The real money-maker in the classified world is exposure, and here we finally have a clear leader. Clinton wins in that her exposure of classified emails was done consistently over a period of years in real-time. Her server was connected to the internet, meaning for a moderately clever adversary there was literally a wire between her computer with its classified information and the Kremlin. 

Her server held at least 110 known messages containing classified information, including email chains classified at the Top Secret/Special Access Program level, the highest level of civilian classification, that included the names of CIA and NSA employees. The FBI found classified intelligence improperly stored and transmitted on Clinton’s server may have been “compromised by unauthorized individuals, to include foreign governments or intelligence services, via cyber intrusion or other means.” How could anyone have gained access to the credentials? Clinton’s security certificate was issued by GoDaddy.

Whether anyone unauthorized got a look at Trump’s or Biden’s stash remains unclear, but we know for near-certain Clinton’s was compromised. And by compromised we mean every email the secretary of state sent wide open and read, an intelligence officer’s dream. 

Clinton had no physical security on her server, her server was enabled for logging in via web browser, smartphone, Blackberry, and tablet, and she communicated with it on 19 trips abroad including to Russia and China. It would have taken the Russians zero seconds to see she was using an unclassified server, and half a tick or two to hack into—hostile actors gained access to the private commercial email accounts of people with whom Clinton was in regular contact. Extremely valuable to the adversary were the drafts, documents in progress, a literal chance to look over Clinton’s shoulder as she made policy concerning their country.

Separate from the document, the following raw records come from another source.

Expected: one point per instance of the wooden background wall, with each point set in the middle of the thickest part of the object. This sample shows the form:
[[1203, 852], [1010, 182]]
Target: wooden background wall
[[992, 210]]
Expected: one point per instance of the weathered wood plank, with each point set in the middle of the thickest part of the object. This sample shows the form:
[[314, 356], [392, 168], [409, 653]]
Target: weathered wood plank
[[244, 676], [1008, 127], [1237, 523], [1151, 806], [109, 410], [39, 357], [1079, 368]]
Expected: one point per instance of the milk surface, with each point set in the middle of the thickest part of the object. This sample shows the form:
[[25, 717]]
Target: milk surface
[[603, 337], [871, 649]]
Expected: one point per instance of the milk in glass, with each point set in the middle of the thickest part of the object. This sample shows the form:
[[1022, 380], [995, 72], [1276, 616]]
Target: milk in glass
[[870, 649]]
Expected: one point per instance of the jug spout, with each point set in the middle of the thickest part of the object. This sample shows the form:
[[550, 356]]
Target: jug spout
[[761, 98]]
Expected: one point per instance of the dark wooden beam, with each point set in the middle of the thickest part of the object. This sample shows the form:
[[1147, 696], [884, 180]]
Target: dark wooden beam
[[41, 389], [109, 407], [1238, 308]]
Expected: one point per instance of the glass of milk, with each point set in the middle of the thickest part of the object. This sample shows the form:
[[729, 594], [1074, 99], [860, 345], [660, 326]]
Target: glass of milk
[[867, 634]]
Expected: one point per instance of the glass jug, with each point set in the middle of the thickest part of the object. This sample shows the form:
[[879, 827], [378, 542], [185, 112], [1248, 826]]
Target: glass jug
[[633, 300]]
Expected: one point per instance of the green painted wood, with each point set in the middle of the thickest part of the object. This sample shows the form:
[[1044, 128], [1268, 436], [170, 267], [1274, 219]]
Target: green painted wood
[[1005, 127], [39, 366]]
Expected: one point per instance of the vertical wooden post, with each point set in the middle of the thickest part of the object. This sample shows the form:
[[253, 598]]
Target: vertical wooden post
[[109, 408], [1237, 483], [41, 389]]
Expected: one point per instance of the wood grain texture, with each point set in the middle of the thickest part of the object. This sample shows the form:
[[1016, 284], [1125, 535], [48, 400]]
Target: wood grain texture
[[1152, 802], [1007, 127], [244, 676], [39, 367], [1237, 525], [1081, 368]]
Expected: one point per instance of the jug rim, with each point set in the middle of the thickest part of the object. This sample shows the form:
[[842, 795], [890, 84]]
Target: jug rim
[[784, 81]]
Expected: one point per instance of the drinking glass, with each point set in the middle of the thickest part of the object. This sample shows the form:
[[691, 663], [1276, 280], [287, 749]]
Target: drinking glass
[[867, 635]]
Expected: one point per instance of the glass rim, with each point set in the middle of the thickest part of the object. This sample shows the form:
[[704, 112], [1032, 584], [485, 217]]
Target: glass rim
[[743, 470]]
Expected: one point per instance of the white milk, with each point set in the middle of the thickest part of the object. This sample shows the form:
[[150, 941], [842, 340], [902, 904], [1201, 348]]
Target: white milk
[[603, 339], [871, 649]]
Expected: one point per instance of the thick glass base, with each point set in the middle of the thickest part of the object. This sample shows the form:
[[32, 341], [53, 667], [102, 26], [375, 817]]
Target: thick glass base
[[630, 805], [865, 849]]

No search warrant was exercised to seize the server, and Clinton was taken at her word when she said there was no chance of compromise. So enjoy the bread and circuses around two old men with irresponsible staff or irresponsible ambitions who got caught with classified information improperly stored. The real damage had already been done years earlier by Clinton, who escaped any penalty, not even the temporary embarrassment of a special prosecutor.